In a wider sense, Mittelbaden is used to refer to the area between northern Baden (Mannheim and Rhein-Neckar) and southern Baden (Emmendingen, Freiburg, Lörrach and Konstanz). In this sense, the term can include the regions of Karlsruhe, Pforzheim and Enzkreis.

Unlike Südbaden and Nordbaden, Mittelbaden has never been an official term for a district or area.

== Examples of use ==
Some examples of the use of the term Mittelbaden:
- Baden-Baden is completely surrounded by Rastatt district and both districts are tightly linked to one another. From 1924 to 1939, Baden-Baden belonged to the Amtsbezirk of Rastatt; in the 1973 district reform, the city became an independent district - by far the smallest civic district in Baden-Württemberg. Both the city council of Baden-Baden and the district council of Rastatt use the term Mittelbaden for institutions which cross district boundaries.
  - The Klinikum Mittelbaden gGmbH is a collaborative healthcare service of Rastatt and Baden-Baden districts.
  - The Integrierte Leitstelle Mittelbaden is the Public-safety answering point for ambulance and fire services in the districts.
  - The Medienzentrum Mittelbaden supplies media and advice to all schools in Baden-Baden and Rastatt.
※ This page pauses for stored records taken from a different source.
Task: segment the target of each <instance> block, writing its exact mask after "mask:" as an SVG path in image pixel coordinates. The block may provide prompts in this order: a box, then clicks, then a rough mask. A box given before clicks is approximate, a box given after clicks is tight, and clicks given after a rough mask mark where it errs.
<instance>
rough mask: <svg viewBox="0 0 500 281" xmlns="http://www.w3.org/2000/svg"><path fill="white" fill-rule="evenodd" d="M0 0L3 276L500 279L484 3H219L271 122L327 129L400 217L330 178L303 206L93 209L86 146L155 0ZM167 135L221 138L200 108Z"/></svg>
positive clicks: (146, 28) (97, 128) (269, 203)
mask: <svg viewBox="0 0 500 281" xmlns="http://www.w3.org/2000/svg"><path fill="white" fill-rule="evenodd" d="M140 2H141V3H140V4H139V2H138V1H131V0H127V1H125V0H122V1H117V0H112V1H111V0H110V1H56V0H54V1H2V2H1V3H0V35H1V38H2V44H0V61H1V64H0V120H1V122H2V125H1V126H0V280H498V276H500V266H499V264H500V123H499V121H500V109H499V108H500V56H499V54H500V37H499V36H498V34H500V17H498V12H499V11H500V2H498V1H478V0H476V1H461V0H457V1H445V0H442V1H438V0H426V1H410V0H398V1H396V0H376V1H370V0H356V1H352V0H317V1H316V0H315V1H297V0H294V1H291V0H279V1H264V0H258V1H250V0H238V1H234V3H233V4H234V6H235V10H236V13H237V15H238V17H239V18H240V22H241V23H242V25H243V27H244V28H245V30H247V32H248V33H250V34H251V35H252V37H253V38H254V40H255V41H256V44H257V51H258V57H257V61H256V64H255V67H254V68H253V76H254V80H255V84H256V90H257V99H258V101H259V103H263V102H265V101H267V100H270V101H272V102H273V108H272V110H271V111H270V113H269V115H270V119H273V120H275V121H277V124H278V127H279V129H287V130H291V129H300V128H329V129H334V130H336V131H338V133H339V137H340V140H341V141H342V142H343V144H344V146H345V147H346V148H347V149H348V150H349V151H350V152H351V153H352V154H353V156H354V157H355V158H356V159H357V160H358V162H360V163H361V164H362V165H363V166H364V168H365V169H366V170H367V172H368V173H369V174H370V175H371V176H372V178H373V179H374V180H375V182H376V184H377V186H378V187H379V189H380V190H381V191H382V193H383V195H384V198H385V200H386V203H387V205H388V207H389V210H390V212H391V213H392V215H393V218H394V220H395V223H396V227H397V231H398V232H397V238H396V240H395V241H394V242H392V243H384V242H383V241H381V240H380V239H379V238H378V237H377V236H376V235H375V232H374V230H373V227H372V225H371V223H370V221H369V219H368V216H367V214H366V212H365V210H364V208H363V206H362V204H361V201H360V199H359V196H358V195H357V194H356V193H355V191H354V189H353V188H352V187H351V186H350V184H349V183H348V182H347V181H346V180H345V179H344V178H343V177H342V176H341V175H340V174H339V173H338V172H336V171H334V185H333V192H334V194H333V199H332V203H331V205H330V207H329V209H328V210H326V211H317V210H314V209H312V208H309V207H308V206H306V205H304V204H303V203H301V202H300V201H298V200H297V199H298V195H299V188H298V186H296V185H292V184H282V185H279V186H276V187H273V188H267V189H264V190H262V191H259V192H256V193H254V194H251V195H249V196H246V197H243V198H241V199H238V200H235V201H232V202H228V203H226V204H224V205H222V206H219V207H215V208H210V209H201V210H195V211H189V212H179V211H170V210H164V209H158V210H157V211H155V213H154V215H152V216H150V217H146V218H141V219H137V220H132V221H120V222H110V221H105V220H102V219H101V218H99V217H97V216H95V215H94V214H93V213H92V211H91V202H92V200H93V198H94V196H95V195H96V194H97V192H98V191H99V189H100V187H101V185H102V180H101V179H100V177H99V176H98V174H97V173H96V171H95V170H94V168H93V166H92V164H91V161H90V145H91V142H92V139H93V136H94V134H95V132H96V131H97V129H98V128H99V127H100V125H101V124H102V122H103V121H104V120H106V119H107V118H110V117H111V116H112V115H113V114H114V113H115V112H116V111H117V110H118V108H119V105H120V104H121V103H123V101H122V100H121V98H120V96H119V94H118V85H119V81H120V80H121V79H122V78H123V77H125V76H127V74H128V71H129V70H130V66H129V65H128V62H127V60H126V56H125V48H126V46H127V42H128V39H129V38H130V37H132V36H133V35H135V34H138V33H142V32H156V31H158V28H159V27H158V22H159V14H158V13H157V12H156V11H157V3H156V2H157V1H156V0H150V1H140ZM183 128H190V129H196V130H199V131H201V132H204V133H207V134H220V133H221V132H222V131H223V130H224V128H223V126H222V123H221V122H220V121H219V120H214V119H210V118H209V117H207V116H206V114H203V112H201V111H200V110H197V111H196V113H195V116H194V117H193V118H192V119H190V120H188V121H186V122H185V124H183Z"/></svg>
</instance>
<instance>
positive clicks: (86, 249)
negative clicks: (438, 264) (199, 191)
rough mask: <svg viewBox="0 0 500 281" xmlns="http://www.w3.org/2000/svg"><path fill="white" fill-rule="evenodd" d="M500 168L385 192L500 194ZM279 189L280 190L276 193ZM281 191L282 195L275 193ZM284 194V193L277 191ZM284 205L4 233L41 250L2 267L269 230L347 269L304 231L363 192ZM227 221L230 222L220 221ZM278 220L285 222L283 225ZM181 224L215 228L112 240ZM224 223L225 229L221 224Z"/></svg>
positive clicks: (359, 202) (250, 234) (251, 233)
  - The city of Baden-Baden, the communities of Rastatt and local businesses, established the Interessengemeinschaft „Wirtschaftsregion Mittelbaden“ ("Mittelbaden Industrial Area" Interest group) to encourage regional business ties, in 2012.
- The VR-Bank in Mittelbaden eG which was formed from several co-operative banks in Rastatt, with its headquarters in Iffezheim and branches from Sinzheim in the south to Steinmauern in the north.
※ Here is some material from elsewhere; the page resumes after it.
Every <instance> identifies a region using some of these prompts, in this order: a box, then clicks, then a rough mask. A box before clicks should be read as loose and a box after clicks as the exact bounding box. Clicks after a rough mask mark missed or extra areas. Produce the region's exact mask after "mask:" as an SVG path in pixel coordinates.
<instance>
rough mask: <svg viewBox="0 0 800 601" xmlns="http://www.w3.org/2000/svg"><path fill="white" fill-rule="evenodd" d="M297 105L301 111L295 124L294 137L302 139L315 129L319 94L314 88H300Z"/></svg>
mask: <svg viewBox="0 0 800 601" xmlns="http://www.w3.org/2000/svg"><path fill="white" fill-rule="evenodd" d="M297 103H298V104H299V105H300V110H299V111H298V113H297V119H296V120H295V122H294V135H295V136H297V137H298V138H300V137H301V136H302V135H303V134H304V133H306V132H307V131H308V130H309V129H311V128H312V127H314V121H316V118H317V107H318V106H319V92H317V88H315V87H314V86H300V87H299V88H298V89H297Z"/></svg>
- E-Werk Mittelbaden, an electricity supply company in Ortenau, has included "Mittelbaden" in its name since it was formed by the merger of Lahrer E-Werk and Offenburger E-Werk in 1922.
- The Südwestdeutsche Verkehrs-Aktiengesellschaft (SW German Transport Organisation) based in Lahr has a Verkehrsbetrieb Mittelbaden-Schwarzach (Mittelbaden-Schwarzach Transport Company), which serves Rastatt and Ortenau.
- Newspapers in Ortenau are published by the Mittelbadische Presse.
- The business area of the building co-operative Familienheim Mittelbaden, based in Achern, includes Ortenau and the surrounding regions.
- The Obstgroßmarkt Mittelbaden (Mittelbaden Fruit Wholesale Market) in Oberkirch was created in 1996 by the merger of several local fruit wholesale co-operatives.
- The Baden Football Association has a Landesliga Mittelbaden (Mittelbaden State League), including Karlsruhe, Enzkreis and Pforzheim. Baden-Baden and Rastatt on the other hand belong to the South Baden Football Association.
- The Region Mittelbaden of the DGB includes Karlsruhe as well as Baden-Baden and Rastatt.
- The Historical Organisation for Mittelbaden produces an annual Die Ortenau. It has local groups in other parts of Baden. Rastatt is included in the northern part of its territory, but it stretches south to Ettenheim and Triberg.